The aim of this study was to study the molecular pattern of four patients with congenital hypofibrinogenaemia.
Four novel fibrinogen Bβ-chain mutations leading to congenital hypofibrinogenaemia were identified in four women with heterogeneous symptoms. The human fibrinogen beta chain precursor protein sequence (P02675) was obtained from the UniProt database. The resulting models were analysed using swisspdbviewer 4.1.0.
Three patients were heterozygous for different missense mutations located in the highly conserved β nodule: c.882G>C:Arg294Ser (Arg264Ser), c.1298G>T:Trp433Leu (Trp403Leu) and c.1329C>G:Asn443Lys (Asn413Lys). Modelling analyses predicted major structural modifications likely to result in impaired fibrinogen secretion. One patient was heterozygous for an intron 7 donor splice mutation (c.1244 + 1G>A), leading to the complete abolishment of the donor site.

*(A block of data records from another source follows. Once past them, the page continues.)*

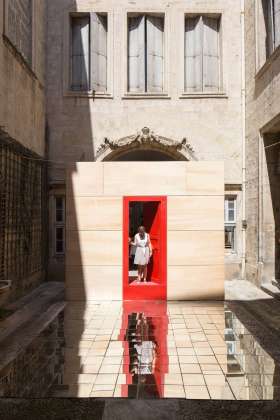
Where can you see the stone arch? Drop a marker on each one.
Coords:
(144, 146)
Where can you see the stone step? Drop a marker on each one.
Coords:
(271, 289)
(30, 306)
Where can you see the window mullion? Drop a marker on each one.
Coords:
(202, 52)
(146, 54)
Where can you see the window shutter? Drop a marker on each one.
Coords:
(155, 53)
(80, 53)
(210, 54)
(277, 22)
(193, 55)
(136, 54)
(268, 17)
(98, 52)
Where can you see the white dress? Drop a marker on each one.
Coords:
(142, 254)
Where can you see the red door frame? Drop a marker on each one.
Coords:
(145, 291)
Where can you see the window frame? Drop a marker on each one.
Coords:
(263, 60)
(218, 17)
(230, 223)
(59, 224)
(221, 94)
(273, 46)
(166, 36)
(67, 65)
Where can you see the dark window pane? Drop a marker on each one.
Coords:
(229, 237)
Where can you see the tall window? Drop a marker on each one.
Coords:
(89, 52)
(19, 26)
(146, 53)
(59, 225)
(230, 222)
(202, 54)
(271, 10)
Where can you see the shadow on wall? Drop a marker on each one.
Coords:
(272, 155)
(71, 141)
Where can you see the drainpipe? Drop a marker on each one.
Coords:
(243, 111)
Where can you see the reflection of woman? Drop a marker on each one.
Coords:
(143, 252)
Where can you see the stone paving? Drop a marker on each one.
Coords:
(193, 350)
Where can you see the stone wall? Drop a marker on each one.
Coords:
(262, 121)
(22, 131)
(79, 122)
(22, 97)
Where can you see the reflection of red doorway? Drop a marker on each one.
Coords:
(143, 379)
(154, 219)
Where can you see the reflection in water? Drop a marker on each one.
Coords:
(252, 371)
(176, 349)
(144, 341)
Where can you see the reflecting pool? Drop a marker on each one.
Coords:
(194, 350)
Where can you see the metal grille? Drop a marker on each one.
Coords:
(23, 212)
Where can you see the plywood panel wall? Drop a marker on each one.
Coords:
(195, 236)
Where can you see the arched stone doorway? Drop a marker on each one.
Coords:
(145, 146)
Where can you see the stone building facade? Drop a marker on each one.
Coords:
(22, 143)
(120, 70)
(262, 22)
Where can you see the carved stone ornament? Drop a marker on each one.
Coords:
(146, 139)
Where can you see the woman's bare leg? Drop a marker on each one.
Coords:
(139, 273)
(145, 270)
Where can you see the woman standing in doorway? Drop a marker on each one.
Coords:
(143, 252)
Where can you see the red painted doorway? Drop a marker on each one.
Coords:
(150, 212)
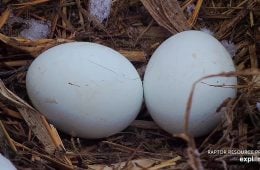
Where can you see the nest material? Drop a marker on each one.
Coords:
(135, 28)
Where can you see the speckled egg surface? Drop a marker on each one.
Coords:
(173, 68)
(85, 89)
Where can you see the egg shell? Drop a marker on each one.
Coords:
(173, 68)
(5, 164)
(85, 89)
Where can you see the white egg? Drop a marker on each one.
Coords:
(85, 89)
(173, 68)
(5, 164)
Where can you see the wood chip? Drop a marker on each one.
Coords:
(36, 122)
(227, 26)
(168, 14)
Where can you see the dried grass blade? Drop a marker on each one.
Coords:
(168, 14)
(4, 17)
(33, 119)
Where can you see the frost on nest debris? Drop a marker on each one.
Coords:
(100, 9)
(34, 29)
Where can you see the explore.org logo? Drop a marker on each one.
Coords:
(246, 156)
(249, 159)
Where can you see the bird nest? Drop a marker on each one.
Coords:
(135, 28)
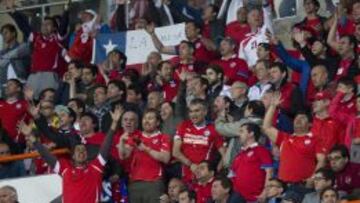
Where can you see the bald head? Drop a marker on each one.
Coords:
(319, 76)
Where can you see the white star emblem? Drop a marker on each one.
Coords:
(109, 47)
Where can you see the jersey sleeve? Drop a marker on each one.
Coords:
(179, 134)
(165, 144)
(281, 136)
(266, 160)
(61, 166)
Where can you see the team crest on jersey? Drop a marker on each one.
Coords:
(18, 106)
(207, 133)
(198, 45)
(156, 141)
(249, 154)
(307, 142)
(348, 180)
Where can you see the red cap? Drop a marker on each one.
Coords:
(322, 95)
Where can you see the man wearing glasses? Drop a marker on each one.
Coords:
(322, 178)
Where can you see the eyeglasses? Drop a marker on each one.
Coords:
(334, 158)
(268, 186)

Protein modelling of new causative mutations and comparison of molecular, biochemical and clinical data continue to yield valuable information on the development and course of fibrinogen disorders as well as on the choice of the most appropriate treatments.
先天性低纤维蛋白原血症是一种纤维蛋白原定量紊乱疾病,其特征是功能性和抗原性纤维蛋白原水平成比例降低。导致纤维蛋白原定量紊乱的突变在γ链和Bβ链保守的COOH末端球状结构域中相对常见。后一种突变尤其令人关注,因为Bβ链被认为是肝脏中纤维蛋白原六聚体产生的限速链。
本研究旨在研究4例先天性低纤维蛋白原血症患者的分子模式。
在4名症状各异的女性中鉴定出4种导致先天性低纤维蛋白原血症的新型纤维蛋白原Bβ链突变。人纤维蛋白原β链前体蛋白序列(P02675)从UniProt数据库获得。使用swisspdbviewer 4.1.0对所得模型进行分析。
3例患者为位于高度保守的β结节中的不同错义突变的杂合子:c.882G>C:Arg294Ser(Arg264Ser)、c.1298G>T:Trp433Leu(Trp403Leu)和c.1329C>G:Asn443Lys(Asn413Lys)。建模分析预测主要结构修饰可能导致纤维蛋白原分泌受损。1例患者为内含子7供体剪接突变(c.1244 + 1G>A)的杂合子,导致供体位点完全缺失。
对新的致病突变进行蛋白质建模,并比较分子、生化和临床数据,继续为纤维蛋白原紊乱的发生发展过程以及最合适治疗方法的选择提供有价值的信息。